Um die Höhe der Struktur und den Einfluss auf die Landschaft zu reduzieren, auch im Interesse einer subtilen Formgebung, ist die lasttragende Konstruktion in doppelter Ausführung als ein dreidimensionaler Bogen in den Verkleidungen der hölzernen Seitenwände verborgen. Diese wirken gleichzeitig als Sicherheitsbarriere. So wird die Steifigkeit der Hauptträger erhöht und Gewicht gespart. Die optimierte Struktur hat ein Gesamtgewicht von 270 Tonnen, spart Materialien, reduziert den ökologischen Footprint und erlaubte auch die Versetzung mittels des Kranes. So konnte auch das Niveau der Fußgänger-ebene um mehr als einen Meter gesenkt werden. Die Tragstrukturen sind auf beiden Seiten des Steges und nicht unter dem Steg platziert – daher entstand eine 20 Meter lange Rampe auf jeder Seite und man sparte sechs Stufen. Die schützenden Holzverkleidungen interagieren mit dem Licht und der Durchsicht, bei Tag und bei Nacht. Die Transparenz der Hülle erlaubt visuellen Kontakt zwischen Fußgängern und Autofahrern und schafft gleichzeitig Distanz.
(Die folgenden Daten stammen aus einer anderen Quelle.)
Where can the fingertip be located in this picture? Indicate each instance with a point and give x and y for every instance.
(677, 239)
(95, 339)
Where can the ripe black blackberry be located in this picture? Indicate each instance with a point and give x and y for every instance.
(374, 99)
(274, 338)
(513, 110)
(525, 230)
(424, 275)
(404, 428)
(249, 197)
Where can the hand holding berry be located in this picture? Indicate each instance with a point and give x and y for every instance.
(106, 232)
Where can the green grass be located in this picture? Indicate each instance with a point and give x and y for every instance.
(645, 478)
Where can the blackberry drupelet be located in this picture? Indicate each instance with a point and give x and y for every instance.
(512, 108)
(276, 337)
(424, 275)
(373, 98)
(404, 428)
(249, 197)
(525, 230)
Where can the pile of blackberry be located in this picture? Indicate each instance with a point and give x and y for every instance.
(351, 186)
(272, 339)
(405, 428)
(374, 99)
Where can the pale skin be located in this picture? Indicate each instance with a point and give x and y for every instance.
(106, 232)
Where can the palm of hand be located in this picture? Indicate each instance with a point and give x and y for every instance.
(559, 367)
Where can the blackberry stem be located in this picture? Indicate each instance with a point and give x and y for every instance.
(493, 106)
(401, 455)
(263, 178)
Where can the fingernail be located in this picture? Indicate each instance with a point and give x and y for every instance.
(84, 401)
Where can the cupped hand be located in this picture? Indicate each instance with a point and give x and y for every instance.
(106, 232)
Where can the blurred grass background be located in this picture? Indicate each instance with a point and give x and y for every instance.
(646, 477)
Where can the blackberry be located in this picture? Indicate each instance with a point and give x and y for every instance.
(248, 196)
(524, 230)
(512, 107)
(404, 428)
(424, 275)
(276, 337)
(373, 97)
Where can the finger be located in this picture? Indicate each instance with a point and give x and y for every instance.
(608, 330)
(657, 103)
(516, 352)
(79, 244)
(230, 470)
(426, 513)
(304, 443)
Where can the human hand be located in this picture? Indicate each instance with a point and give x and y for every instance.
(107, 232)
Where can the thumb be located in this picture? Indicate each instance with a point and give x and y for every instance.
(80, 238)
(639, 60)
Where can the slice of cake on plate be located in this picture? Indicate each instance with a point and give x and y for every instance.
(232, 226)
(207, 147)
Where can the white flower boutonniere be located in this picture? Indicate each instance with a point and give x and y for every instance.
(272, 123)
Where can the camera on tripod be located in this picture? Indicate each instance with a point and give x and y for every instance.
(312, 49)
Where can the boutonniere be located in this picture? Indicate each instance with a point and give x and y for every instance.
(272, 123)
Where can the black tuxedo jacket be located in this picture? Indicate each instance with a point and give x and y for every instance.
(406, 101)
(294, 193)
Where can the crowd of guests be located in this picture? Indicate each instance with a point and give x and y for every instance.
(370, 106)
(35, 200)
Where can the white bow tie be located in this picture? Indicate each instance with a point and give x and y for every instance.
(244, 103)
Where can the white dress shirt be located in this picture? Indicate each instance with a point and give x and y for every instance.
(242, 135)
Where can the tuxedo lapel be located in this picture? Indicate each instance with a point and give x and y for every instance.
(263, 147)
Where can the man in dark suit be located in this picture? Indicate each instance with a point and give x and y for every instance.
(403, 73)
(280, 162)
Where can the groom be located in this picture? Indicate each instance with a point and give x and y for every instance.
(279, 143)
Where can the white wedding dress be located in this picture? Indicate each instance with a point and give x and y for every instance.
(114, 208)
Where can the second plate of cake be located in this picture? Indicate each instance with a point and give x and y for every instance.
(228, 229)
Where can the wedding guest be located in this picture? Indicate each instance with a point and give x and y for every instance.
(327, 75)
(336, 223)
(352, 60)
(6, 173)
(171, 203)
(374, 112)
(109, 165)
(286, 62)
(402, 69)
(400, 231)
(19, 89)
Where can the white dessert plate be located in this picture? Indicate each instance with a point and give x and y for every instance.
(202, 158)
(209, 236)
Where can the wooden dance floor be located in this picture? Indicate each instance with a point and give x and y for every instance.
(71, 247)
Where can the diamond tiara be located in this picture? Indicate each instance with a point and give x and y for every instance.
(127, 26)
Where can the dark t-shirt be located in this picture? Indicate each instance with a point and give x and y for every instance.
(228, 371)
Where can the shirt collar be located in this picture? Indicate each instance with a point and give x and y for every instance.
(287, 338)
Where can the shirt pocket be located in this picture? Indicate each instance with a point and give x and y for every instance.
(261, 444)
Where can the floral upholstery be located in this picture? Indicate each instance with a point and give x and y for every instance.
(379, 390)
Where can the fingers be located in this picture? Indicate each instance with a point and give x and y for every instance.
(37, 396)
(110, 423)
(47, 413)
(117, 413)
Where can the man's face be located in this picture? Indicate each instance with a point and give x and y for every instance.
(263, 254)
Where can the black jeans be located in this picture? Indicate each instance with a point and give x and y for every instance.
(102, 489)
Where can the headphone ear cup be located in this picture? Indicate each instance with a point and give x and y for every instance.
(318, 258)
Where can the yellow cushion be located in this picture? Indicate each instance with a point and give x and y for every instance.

In der Mitte der Überquerung sind die begrenzenden Holzlatten höher und näher beisammen, so blockieren sie den Blick auf den grauenvollen Verkehr, sechs Meter tiefer. Die Passanten sind so – in einem quasi intimeren Bereich – geschützt vor der stärkeren Lärm- und Geruchsbelastung,
Wenn man sich einmal auf der Struktur über der Straße befindet, ist sie ein Ort der vereint, Radfahrer und Fußgänger können auch in entgegengesetzter Richtung passieren, ohne sich in die Quere zu kommen. Die leicht angehobene Kurve der Plattform wird durch das seitliche Geländerprofil noch überhöht, eine Verlängerung der Kurven verbindet die Enden des Steges mit der Landschaft auf beiden Seiten der Brücke. Im Hinblick auf die Natur der Umgebung ist die Verbindung im Maßstab der Straße gehalten, die Dimensionen erleichtern die Benutzung und Aneignung durch die Fußgänger und machen sie so zu einem Schlüssel-element im Netzwerk, welches den Verkehrsfluss in der Region regelt. Diese kontextuelle Evidenz verstärkt sowohl die räumliche wie auch die visuelle Nachbarschaft beider Seiten des Boulevard Périphérique.